Media: Most of the media is run by a small group who set the terms of the debate. Increasingly, jobs in the media have been come a closed shop for those from privileged backgrounds in the London area. This has been exasperated by the rise of unpaid internships. We need to hold the BBC to account. We need to put the issue of media ownership on the agenda.
Trident: tens of millions of pounds are being spent on weapons of mass destruction that will never be used. And we continue to sell arms to countries like Saudi Arabia which are then used in regional conflicts in the Middle East. Even lots of non-left-wing thinkers consider Trident a waste of money.
Greece has been trashed. 60% of its young people are out of work. Hospital clinics are staffed by volunteers. The bailout money went to German banks. Compare this with the fact that after the war much of German debt was written off.
Euro: The euro is a disaster, an absolute calamity. It means that countries in the Eurozone can't devalue their currency, and therefore cannot escape their economic problems.

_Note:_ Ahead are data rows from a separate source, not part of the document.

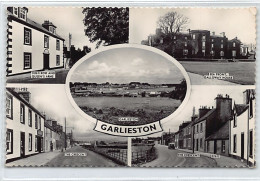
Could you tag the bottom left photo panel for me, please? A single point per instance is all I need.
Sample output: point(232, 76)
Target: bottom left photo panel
point(43, 129)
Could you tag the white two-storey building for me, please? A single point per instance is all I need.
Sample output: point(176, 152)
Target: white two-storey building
point(31, 46)
point(242, 129)
point(24, 126)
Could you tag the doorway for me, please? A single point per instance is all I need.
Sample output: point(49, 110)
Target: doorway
point(22, 144)
point(46, 61)
point(242, 145)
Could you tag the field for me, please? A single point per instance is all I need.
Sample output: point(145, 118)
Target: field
point(243, 72)
point(146, 109)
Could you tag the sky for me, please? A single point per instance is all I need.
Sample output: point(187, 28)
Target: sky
point(125, 65)
point(234, 22)
point(67, 20)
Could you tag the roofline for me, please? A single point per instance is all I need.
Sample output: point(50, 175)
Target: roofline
point(31, 26)
point(15, 94)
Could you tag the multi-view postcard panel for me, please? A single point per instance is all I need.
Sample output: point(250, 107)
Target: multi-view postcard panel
point(169, 89)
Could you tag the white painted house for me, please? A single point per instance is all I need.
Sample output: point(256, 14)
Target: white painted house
point(31, 46)
point(242, 129)
point(24, 126)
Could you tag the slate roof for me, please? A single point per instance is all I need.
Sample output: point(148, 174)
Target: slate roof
point(15, 94)
point(221, 134)
point(240, 108)
point(205, 116)
point(34, 25)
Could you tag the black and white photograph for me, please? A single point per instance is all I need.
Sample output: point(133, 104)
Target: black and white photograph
point(43, 45)
point(54, 135)
point(217, 129)
point(128, 86)
point(216, 46)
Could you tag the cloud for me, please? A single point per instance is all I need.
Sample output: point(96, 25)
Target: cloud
point(137, 61)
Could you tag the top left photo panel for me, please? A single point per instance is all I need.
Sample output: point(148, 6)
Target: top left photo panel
point(43, 43)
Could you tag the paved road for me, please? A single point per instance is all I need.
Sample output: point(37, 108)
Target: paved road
point(169, 158)
point(91, 159)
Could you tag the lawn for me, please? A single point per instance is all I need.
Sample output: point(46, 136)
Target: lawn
point(243, 72)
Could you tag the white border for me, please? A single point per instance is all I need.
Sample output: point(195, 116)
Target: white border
point(124, 46)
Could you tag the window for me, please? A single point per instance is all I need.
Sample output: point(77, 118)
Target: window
point(27, 36)
point(39, 123)
point(58, 44)
point(30, 118)
point(22, 116)
point(36, 121)
point(235, 120)
point(30, 142)
point(9, 141)
point(235, 143)
point(251, 107)
point(9, 106)
point(46, 41)
point(58, 60)
point(36, 144)
point(22, 13)
point(251, 143)
point(223, 146)
point(27, 58)
point(15, 11)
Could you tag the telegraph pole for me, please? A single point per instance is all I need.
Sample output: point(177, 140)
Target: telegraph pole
point(65, 135)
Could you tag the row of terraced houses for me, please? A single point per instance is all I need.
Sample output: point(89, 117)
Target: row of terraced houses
point(200, 44)
point(224, 129)
point(28, 130)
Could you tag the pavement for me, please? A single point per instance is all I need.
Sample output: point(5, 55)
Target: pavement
point(169, 158)
point(82, 158)
point(36, 160)
point(222, 161)
point(60, 78)
point(197, 79)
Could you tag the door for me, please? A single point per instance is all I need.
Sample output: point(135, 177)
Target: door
point(215, 146)
point(39, 144)
point(46, 61)
point(22, 144)
point(242, 145)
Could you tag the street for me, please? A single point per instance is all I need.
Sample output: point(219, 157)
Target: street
point(91, 159)
point(168, 158)
point(60, 78)
point(58, 159)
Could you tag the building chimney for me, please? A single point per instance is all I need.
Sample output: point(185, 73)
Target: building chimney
point(203, 110)
point(223, 107)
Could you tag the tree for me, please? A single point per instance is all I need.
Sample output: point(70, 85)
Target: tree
point(106, 25)
point(172, 22)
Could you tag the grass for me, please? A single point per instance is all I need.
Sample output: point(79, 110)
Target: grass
point(243, 72)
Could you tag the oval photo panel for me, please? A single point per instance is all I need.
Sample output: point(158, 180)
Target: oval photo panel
point(128, 85)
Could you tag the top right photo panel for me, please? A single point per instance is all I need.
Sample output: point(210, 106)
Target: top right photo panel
point(216, 46)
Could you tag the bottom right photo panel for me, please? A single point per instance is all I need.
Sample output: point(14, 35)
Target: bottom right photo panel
point(216, 128)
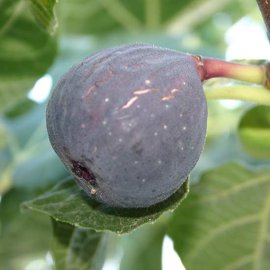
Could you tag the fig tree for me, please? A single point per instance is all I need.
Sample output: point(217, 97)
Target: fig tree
point(129, 123)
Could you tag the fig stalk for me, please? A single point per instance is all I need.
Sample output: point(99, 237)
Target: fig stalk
point(212, 68)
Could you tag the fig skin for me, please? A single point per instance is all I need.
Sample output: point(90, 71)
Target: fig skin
point(129, 123)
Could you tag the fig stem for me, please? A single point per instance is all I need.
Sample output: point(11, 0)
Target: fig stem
point(264, 6)
point(255, 94)
point(211, 68)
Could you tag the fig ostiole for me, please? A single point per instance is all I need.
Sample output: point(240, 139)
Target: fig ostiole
point(129, 123)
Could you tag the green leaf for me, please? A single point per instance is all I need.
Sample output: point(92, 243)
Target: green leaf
point(105, 16)
point(254, 132)
point(76, 248)
point(142, 248)
point(67, 203)
point(225, 221)
point(23, 237)
point(26, 52)
point(43, 11)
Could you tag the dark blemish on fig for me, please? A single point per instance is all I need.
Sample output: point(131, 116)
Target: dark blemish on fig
point(81, 171)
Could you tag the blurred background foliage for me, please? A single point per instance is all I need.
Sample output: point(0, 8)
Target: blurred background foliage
point(39, 41)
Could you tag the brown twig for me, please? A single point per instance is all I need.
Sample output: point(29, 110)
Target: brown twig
point(264, 6)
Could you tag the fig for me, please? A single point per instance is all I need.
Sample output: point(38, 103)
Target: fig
point(129, 123)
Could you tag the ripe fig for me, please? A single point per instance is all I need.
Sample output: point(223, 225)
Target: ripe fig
point(129, 123)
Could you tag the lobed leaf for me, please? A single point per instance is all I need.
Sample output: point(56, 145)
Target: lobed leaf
point(26, 52)
point(43, 11)
point(225, 221)
point(67, 203)
point(76, 248)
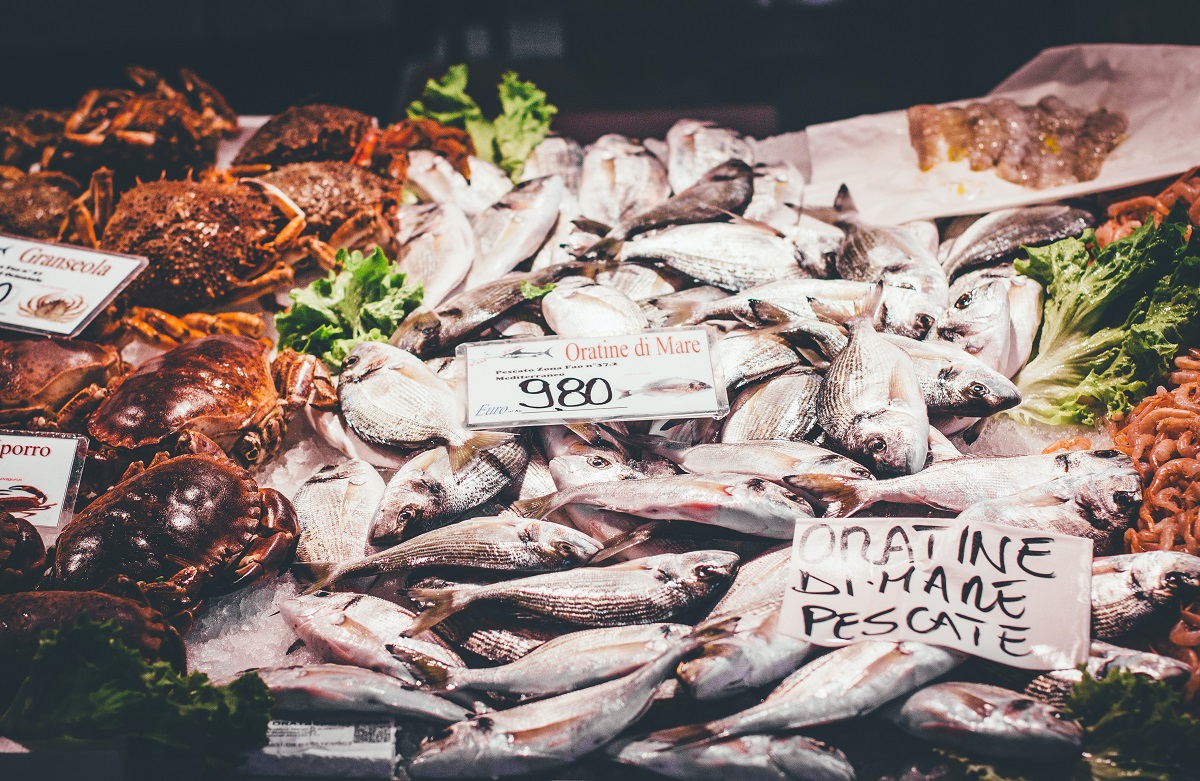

Rift in labour: the right wingers in the Labour Party will hold back. They want the left to own their failure.
Trade unions: the right to strike will be nearly impossible and the new trade union legislation going through Parliament will deny funds to the Labour party. It's an attempt to strangle the official opposition.
The Jeremy Corbyn victory has been brought about by the biggest progressive movement in this country for a very long time. It's going to be brutal. There will be great vilification of the new Labour opposition. Join the Labour Party. We all need to get out and play our part, just like our ancestors did.